British police are trying to reconstruct the movements of former spy Sergei Skripal and his daughter in the crucial hours before they were found unconscious from nerve agent poisoning. The Organization for the Prohibition of Chemical Weapons also says it expects action soon in response to the British investigation.

Speaking as she met emergency services and residents of the Wiltshire city, Mrs May said: "We do hold Russian Federation culpable for this brazen and despicable act that has taken place on the streets of what is such a remarkable city".

Russian Federation has refused Britain's demands to explain how Novichok, a nerve agent developed by the Soviet military, was used against the Skripals in the English city of Salisbury.
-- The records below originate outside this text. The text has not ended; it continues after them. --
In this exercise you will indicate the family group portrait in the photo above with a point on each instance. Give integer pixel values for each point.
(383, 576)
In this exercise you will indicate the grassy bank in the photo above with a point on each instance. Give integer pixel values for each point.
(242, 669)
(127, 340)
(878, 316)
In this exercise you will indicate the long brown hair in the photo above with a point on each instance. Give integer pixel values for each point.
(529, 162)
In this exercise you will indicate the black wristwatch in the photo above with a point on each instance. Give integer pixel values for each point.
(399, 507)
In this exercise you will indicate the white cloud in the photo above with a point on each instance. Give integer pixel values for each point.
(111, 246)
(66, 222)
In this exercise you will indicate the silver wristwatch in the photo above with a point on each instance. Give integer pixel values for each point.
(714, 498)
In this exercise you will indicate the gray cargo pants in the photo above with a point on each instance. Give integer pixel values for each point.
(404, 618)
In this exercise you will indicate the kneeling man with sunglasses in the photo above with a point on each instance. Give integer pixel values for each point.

Hamish de Bretton-Gordon, former commander of the British Army's chemical and biological weapons regiment, called that Russian claim "complete hogwash".
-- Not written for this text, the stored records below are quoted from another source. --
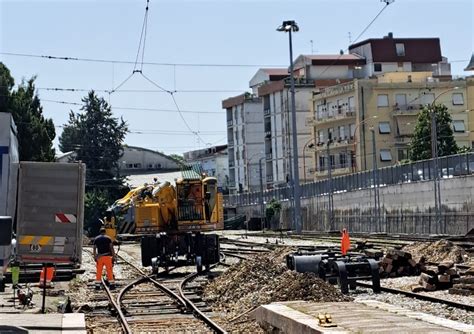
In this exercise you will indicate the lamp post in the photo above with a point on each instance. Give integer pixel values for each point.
(376, 181)
(355, 141)
(434, 154)
(262, 207)
(304, 157)
(289, 27)
(330, 195)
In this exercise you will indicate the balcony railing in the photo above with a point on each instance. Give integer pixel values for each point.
(407, 109)
(341, 113)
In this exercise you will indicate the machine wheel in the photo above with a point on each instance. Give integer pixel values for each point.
(199, 264)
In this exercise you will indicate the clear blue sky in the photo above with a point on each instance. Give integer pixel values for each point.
(194, 31)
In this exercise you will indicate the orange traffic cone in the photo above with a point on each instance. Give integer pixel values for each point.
(49, 272)
(345, 242)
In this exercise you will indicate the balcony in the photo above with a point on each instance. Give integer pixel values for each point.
(407, 109)
(323, 173)
(341, 113)
(335, 143)
(402, 140)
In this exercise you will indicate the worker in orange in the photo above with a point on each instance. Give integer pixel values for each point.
(345, 242)
(104, 255)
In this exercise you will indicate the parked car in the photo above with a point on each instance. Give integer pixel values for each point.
(464, 168)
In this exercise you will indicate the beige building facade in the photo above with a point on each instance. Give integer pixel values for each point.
(345, 118)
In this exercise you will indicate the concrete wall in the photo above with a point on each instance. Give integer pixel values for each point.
(406, 208)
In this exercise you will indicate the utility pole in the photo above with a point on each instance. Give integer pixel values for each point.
(376, 184)
(262, 208)
(289, 27)
(330, 195)
(434, 150)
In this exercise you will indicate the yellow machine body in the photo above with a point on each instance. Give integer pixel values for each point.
(193, 205)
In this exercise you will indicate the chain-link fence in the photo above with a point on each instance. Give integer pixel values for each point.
(448, 167)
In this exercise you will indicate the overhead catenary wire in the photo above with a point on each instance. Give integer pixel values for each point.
(139, 109)
(387, 3)
(129, 62)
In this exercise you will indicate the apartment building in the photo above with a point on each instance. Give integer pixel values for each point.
(214, 162)
(245, 141)
(343, 117)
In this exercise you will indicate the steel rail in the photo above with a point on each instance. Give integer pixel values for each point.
(181, 298)
(197, 312)
(421, 297)
(121, 316)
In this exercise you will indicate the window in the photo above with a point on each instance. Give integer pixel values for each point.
(401, 99)
(384, 127)
(400, 47)
(342, 133)
(351, 103)
(382, 100)
(427, 98)
(322, 163)
(402, 154)
(352, 130)
(458, 99)
(321, 136)
(342, 160)
(458, 126)
(385, 155)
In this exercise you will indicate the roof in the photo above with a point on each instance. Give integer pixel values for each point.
(417, 50)
(331, 59)
(275, 71)
(470, 66)
(239, 99)
(152, 151)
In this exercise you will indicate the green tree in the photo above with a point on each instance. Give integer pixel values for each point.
(420, 146)
(96, 138)
(35, 132)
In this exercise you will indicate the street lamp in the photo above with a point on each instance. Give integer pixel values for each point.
(289, 27)
(434, 154)
(355, 141)
(376, 181)
(304, 156)
(262, 207)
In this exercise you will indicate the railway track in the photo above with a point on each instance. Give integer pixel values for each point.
(167, 302)
(409, 294)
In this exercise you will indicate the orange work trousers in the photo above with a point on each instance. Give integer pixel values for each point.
(106, 261)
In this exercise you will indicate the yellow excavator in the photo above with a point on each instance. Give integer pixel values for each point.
(171, 219)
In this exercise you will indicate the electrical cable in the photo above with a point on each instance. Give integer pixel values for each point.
(387, 3)
(128, 62)
(139, 109)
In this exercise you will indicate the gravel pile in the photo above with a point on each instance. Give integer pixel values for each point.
(265, 279)
(438, 251)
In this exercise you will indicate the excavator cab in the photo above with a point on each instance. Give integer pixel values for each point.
(110, 225)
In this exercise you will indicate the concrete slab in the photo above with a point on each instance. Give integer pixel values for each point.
(47, 323)
(301, 317)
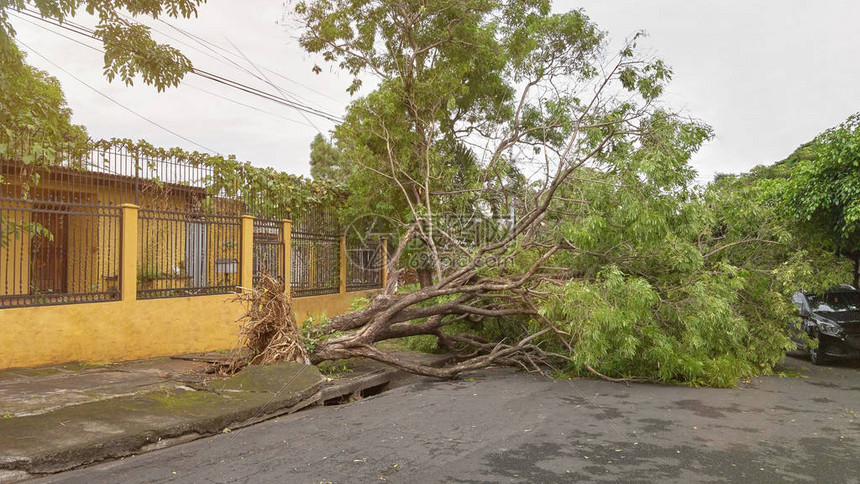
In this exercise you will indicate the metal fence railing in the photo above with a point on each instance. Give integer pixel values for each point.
(268, 248)
(185, 255)
(315, 264)
(364, 268)
(58, 253)
(61, 230)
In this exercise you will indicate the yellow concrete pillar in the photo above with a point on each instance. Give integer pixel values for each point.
(246, 279)
(342, 263)
(384, 257)
(128, 253)
(287, 255)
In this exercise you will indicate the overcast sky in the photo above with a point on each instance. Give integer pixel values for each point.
(767, 75)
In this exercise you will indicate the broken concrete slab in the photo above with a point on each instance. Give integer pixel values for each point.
(77, 435)
(31, 391)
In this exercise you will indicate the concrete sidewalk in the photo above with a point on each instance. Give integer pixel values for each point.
(59, 418)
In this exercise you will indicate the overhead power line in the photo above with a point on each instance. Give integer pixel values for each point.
(84, 31)
(174, 133)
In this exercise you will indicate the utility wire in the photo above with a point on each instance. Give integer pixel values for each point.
(186, 83)
(273, 85)
(271, 71)
(207, 75)
(30, 49)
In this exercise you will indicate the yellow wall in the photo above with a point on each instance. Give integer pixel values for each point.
(129, 330)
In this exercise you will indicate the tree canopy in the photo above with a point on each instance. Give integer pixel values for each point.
(821, 190)
(615, 264)
(129, 48)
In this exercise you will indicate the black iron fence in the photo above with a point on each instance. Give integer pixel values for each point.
(364, 268)
(181, 254)
(268, 248)
(315, 264)
(61, 233)
(58, 253)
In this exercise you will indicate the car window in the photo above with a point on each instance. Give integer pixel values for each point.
(835, 302)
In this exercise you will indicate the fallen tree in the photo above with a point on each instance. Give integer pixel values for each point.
(610, 260)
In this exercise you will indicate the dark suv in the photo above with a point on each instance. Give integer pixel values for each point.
(833, 319)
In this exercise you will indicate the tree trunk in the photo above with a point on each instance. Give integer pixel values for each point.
(425, 276)
(856, 271)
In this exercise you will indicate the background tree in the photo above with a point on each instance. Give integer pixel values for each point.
(326, 161)
(129, 48)
(614, 263)
(820, 190)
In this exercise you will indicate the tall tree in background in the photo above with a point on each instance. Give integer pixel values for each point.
(821, 190)
(326, 161)
(614, 263)
(129, 48)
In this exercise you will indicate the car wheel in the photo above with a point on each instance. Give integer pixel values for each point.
(818, 355)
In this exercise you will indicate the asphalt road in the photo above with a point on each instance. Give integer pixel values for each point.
(504, 426)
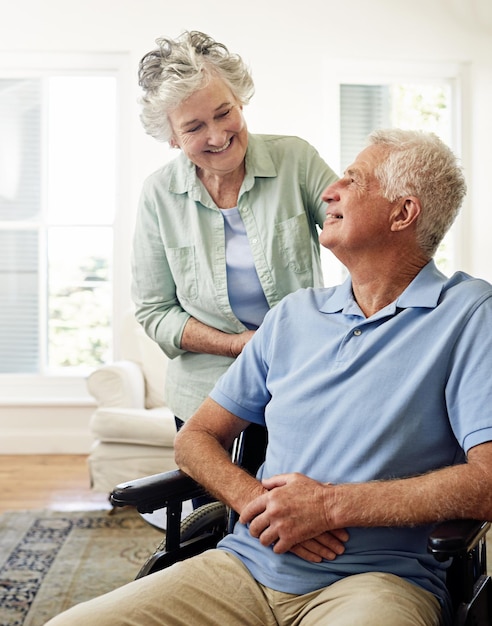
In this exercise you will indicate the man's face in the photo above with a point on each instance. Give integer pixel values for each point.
(357, 216)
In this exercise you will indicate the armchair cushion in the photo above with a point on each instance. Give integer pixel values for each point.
(118, 384)
(143, 427)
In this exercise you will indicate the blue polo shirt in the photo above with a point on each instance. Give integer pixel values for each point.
(347, 398)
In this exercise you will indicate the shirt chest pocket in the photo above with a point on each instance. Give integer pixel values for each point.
(182, 262)
(294, 241)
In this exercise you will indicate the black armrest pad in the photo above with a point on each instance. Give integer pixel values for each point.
(455, 537)
(157, 491)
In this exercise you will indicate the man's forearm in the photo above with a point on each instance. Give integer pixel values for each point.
(462, 491)
(204, 455)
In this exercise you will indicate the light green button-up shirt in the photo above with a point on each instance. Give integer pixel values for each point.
(179, 261)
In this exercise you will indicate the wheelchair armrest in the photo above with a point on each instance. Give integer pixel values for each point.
(456, 537)
(156, 492)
Speaking on Russia-24 television, Zakharova on Saturday linked Britain's angry reaction to the war in Syria. He said the chemical was too risky for anyone but a "high-level senior scientist" to handle and that even he - who worked for 30 years inside the secret military installation where Novichok was developed and gained extensive personal experience in handling the agent - would not know how to weaponize it.

On March 16, 2018, Vil Mirzayanov, 83, the Russian chemist who revealed the existence of the Novichok family of chemical agents to the world has dismissed the notion that a non-state actor could be behind the poisoning.

Russia's Defence Ministry called UK Defence Secretary Gavin Williamson a "vulgar old harpy" on Thursday, after he said the country should "shut up" and "go away".